EVENDALE, Ohio - GE Marine & Industrial Engines (M&I) has completed tests on its popular LM2500 aeroderivative gas turbine and has verified that the engine is capable of burning biomass and other low Btu-content fuels made from the gasification of bio materials.
These findings are the reason the LM2500 is being considered for several biomass projects worldwide, including those in Brazil and The Netherlands.Two component tests were conducted by M&I to support the Biomass Integrated Gasification-Gas Turbine (BIG-GT) project, whose participants include the Brazilian government, CHESF, Eletrobras, Shell Brazil, and a Scandinavian company, TPS Termiska Processor. The Global Environment Facility (GEF), an organization within the World Bank, is also providing funding.
Biomass Testing
The LM2500, which is designed for liquid, gaseous, or dual fuel operation, already has a substantial capability for low-Btu gas operation. In general, however, the LM2500 will require only limited modifications for operation on a biomass fuel. During an atmospheric component test conducted, M&I evaluated key features of the LM2500 combustor at atmospheric conditions for reduced complexity. Features included in this test were combustor light-off and blow-out, low speed efficiency, temperature profile and flammability limits. The second analysis -- a sector test -- used a five-cup portion of a standard annular combustor. M&I's sector high pressure test facility has the capability to achieve 40 bar of pressure at 250 pps mass flow and 1400oF temperature. The key objectives of the sector test were to obtain flammability, efficiency and emissions information on biomass fuels as simulated in an installed, operating environment.

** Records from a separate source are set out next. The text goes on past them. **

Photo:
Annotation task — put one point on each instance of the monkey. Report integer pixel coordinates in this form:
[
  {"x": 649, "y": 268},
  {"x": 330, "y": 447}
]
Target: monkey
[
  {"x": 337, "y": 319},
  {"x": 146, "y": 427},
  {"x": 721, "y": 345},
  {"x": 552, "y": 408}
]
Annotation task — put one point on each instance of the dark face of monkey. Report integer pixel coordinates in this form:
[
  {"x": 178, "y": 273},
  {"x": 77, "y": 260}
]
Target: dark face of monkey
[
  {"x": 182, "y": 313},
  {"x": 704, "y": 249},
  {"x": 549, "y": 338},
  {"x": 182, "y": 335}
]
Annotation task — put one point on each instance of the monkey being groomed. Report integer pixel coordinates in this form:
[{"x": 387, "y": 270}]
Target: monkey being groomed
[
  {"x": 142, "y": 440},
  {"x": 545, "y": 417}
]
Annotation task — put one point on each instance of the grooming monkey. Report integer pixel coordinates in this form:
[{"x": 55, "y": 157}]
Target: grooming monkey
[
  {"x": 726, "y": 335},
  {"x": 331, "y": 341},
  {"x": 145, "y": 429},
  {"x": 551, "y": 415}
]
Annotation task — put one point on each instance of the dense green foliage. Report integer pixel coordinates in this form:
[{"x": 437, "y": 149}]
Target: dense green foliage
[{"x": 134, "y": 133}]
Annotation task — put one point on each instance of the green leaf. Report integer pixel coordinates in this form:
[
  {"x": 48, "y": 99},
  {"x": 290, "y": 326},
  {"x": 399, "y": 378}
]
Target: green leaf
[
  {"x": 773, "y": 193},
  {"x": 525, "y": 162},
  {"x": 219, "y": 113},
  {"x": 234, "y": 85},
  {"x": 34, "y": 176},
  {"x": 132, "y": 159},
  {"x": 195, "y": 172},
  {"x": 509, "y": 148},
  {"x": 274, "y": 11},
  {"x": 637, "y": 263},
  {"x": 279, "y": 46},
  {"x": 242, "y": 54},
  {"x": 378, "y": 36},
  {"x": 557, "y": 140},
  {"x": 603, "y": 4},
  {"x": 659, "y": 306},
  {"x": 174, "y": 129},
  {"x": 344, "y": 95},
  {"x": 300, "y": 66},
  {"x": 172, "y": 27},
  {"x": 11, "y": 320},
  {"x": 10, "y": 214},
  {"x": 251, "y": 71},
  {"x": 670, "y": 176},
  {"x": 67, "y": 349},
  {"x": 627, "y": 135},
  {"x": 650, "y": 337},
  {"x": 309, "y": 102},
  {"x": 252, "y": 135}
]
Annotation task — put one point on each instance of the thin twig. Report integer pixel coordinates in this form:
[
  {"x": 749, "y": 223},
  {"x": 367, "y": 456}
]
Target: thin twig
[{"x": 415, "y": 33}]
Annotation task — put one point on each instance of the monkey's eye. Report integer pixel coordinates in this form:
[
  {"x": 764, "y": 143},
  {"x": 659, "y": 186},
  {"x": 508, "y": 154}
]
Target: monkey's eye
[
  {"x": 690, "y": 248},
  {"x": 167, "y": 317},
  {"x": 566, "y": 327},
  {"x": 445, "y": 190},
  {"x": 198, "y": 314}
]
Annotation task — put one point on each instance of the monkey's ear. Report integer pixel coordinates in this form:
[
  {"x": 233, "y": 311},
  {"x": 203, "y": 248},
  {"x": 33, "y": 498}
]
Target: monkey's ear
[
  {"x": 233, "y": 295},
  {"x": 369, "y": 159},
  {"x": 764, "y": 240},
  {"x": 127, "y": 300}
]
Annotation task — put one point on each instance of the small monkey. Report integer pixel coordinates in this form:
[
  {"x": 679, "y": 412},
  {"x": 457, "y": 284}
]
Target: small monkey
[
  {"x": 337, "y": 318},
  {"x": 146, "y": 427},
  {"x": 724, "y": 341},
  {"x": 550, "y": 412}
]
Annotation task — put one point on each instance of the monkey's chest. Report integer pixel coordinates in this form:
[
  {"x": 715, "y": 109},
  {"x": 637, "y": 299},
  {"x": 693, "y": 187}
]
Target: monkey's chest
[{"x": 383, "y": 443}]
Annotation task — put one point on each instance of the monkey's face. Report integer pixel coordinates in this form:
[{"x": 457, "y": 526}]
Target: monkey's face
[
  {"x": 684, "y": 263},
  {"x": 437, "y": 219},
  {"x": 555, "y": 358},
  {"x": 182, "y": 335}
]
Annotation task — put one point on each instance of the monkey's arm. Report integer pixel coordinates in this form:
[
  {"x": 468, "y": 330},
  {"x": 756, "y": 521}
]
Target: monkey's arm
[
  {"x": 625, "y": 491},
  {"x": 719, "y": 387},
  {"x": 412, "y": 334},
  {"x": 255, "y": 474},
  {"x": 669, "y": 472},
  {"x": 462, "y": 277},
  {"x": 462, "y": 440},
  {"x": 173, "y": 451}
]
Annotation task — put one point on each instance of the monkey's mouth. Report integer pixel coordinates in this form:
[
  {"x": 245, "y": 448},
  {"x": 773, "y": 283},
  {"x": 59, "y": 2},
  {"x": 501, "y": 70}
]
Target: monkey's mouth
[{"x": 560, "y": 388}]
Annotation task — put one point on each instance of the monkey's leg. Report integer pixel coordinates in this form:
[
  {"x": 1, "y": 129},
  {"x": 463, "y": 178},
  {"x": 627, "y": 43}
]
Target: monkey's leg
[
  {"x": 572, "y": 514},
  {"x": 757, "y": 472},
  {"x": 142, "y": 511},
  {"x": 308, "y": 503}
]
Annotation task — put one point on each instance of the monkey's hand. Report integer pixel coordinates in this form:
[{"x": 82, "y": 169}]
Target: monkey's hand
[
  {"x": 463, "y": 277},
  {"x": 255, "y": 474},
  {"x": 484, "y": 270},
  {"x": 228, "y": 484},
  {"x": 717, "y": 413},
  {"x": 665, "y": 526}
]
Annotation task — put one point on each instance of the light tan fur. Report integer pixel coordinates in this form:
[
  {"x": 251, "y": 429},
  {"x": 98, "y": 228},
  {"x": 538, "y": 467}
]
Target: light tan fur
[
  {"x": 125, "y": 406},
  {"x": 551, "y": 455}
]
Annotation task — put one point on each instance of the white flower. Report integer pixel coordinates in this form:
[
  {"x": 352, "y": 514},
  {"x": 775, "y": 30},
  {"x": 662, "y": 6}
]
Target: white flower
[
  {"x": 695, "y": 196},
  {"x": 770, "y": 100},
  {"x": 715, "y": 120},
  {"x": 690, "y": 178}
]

A fuel system control specification also was defined so the gas turbine can operate on the low Btu biomass fuel. Biomass fuel has approximately one-seventh the heating value of natural gas and may be supplied at temperatures as high as 450C (842F). Both tests were successfully completed, and demonstrated that the LM2500 combustor and fuel nozzle designs are acceptable and within the expected operational envelope as compared to common fuel parameters such as on natural gas or distillates.
BIG-GT Project
The BIG-GT project was initially divided into three phases: preliminary investigation, equipment development, and implementation. Phase I was completed in September 1992 and Phase II will be finished in June 1997. Phase III will be initiated in mid-1997. Once these have concluded, a fourth phase will provide for debugging and pre-commercial operation, and the fifth phase for actual commercial operation of a BIG-GT facility. Phase II activity includes the modification and component testing of the LM2500 combustor and fuel nozzles affected by the fuel change. These changes will be accomplished within the time and budgetary constraints of the project's Phase II. Two independent project teams were established for Phase II of the project to work in parallel to develop distinct technology packages for possible implementation in Phase III. Each team was led by a gasifier system manufacturer, which was responsible for the performance of the gasifier/gas clean-up train, integration of the gas turbine and steam bottoming cycle, the overall system control, and the provision of process guarantees. GE worked with both project teams. The final package was decided in late 1995, and TPS Termiska Processor was selected for the gasification technology. This integrated low-pressure BIG-GT design will have a net combined-cycle output around 30 megawatts for a fully-fired LM2500. Successful implementation of the BIG-GT demonstration facility would open the door for worldwide commercial application of sustainable biomass power generation. The increased usage of biomass could provide a basis for rural development and employment in developing countries and for utilization of excess crop lands in the industrial world.